Evidence suggests that the death penalty does not deter people from

committing crimes. It is a cruel and cold blooded form of punishment and there

have been instances where innocent people were sentenced to death.

The most common methods of execution are hanging and shooting. Countries

like the U.S. use electrocution, gas chambers and lethal injections to dispose

of the convicted. Some countries, like the U.S., have tried to minimise the pain

of execution by introducing the electric chair. In some parts of the world, more

pain is deliberately inflicted on the condemned, such as in the Islamic

countries and Nigeria. In Nigeria the executions are done in public by a firing

squad. The convicted are executed slowly, by firing bullets at intervals,

starting at the ankles. In Islamic countries the condemned are stoned to death.
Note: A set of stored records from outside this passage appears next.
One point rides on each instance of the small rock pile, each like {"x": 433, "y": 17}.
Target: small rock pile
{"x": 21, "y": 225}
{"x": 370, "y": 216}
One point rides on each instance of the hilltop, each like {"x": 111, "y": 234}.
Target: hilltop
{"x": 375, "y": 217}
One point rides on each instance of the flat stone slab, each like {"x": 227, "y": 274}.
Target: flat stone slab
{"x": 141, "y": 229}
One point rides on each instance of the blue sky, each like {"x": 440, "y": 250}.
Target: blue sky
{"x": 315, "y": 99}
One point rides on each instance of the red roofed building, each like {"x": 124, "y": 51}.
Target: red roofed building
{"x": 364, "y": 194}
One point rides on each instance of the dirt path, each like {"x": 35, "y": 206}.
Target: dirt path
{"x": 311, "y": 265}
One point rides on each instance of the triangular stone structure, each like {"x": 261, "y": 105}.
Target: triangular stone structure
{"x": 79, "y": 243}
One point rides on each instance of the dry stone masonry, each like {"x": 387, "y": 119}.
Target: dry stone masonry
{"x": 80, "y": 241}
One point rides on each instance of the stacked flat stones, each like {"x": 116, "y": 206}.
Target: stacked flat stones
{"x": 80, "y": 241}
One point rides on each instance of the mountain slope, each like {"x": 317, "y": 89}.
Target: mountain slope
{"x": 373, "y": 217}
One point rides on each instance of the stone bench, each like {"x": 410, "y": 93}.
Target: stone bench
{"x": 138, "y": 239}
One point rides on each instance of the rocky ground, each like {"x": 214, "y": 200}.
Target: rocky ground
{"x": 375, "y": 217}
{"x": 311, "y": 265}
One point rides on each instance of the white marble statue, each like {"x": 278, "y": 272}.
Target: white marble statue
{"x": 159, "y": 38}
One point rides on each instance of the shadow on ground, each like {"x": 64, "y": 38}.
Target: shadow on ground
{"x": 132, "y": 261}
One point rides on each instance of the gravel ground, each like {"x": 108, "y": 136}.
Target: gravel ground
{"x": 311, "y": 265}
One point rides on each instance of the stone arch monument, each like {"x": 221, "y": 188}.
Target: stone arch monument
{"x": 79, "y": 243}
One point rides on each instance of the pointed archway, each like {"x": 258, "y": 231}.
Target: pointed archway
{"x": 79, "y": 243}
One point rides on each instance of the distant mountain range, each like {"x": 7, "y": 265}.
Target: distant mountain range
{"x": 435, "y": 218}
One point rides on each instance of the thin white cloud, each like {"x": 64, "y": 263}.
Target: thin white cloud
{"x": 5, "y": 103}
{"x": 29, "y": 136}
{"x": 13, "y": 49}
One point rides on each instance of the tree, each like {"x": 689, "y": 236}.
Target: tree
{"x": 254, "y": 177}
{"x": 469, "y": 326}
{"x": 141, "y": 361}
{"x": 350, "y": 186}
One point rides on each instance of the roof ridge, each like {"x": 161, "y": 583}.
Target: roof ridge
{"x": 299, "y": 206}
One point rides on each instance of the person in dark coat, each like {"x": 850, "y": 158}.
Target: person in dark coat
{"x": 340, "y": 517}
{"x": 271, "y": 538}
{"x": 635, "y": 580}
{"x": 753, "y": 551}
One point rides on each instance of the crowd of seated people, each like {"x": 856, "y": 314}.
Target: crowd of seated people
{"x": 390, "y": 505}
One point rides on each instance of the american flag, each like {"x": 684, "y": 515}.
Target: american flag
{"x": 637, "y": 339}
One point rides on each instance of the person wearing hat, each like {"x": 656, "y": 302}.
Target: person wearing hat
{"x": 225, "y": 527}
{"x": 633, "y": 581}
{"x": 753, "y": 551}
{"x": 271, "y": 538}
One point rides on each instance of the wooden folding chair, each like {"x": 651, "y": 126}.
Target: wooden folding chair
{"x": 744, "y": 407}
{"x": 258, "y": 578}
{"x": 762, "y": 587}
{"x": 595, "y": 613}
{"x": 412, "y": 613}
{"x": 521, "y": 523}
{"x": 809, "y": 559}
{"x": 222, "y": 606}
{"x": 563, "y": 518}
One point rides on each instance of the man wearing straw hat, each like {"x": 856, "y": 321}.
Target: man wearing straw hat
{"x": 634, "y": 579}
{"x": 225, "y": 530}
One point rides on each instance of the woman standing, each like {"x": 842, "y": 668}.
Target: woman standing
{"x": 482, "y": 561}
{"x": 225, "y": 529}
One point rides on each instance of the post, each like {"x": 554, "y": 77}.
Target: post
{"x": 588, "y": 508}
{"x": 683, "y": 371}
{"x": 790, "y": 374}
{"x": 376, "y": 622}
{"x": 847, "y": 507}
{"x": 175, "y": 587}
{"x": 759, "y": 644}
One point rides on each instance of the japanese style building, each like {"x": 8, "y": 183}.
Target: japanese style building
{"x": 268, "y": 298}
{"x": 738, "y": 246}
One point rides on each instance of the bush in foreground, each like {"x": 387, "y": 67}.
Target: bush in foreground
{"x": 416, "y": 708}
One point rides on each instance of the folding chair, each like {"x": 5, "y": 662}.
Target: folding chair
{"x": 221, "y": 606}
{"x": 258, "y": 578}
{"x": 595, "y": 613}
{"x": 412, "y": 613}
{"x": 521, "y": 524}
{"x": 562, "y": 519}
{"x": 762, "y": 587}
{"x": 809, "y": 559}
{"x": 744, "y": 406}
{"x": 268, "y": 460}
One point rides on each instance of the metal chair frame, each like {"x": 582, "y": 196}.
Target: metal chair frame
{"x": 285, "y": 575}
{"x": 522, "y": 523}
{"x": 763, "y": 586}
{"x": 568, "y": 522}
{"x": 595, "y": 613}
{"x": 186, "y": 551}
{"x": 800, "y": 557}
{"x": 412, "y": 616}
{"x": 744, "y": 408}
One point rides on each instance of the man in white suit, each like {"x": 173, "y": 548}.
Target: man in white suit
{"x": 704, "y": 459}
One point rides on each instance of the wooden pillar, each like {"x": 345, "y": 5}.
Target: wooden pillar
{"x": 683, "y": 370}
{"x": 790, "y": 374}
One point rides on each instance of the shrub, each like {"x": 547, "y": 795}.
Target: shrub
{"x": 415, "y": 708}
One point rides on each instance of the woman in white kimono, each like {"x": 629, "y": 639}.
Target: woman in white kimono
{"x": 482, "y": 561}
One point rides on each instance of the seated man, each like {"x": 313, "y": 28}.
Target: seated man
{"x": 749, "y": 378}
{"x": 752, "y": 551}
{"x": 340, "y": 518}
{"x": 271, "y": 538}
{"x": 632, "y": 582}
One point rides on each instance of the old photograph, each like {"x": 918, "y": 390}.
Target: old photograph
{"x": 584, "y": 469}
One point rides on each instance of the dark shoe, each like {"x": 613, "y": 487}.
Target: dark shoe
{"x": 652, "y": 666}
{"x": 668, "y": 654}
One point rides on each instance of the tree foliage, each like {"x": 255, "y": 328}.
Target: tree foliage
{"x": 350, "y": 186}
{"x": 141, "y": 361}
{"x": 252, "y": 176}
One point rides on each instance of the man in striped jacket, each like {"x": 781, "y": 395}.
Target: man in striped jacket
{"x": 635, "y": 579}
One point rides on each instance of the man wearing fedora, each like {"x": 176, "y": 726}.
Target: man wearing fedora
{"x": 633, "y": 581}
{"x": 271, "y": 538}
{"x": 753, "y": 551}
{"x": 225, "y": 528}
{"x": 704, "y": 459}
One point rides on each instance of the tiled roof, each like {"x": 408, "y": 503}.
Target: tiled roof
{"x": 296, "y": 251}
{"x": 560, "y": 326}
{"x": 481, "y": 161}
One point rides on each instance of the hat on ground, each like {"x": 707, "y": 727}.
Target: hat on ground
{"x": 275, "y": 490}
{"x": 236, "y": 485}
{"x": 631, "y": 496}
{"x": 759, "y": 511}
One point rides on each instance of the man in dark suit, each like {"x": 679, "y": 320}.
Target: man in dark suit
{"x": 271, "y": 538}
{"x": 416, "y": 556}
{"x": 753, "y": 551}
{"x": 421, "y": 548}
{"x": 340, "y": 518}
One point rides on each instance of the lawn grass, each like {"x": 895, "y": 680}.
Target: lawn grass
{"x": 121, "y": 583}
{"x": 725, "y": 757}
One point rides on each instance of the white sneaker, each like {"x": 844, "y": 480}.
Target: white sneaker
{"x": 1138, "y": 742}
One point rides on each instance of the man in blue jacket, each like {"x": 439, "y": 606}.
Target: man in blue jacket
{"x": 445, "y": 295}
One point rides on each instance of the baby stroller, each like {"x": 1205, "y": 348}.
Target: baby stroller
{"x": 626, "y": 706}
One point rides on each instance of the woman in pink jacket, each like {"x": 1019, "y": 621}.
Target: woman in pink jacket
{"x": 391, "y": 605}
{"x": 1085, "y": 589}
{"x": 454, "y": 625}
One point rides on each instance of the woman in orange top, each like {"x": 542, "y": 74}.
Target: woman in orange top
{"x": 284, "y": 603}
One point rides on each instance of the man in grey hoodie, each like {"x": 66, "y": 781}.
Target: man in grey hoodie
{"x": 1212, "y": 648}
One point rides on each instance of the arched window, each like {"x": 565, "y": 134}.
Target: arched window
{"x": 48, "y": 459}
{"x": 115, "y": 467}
But there are special rules for these executions; (Amnesty International

article1), "The Islamic Penal Code of Iran stipulates: "In the punishment of

stoning to death, the stones should not be so large that the person dies on

being hit by one or two of them."1 This is the kind of cruelty which is

inflicted on the executed in those countries. Other methods of execution, like

the electric chair and hanging, are also quite cruel to the convicted. That is

one of the reasons the death penalty should be abolished.

Does the death penalty really deter criminals?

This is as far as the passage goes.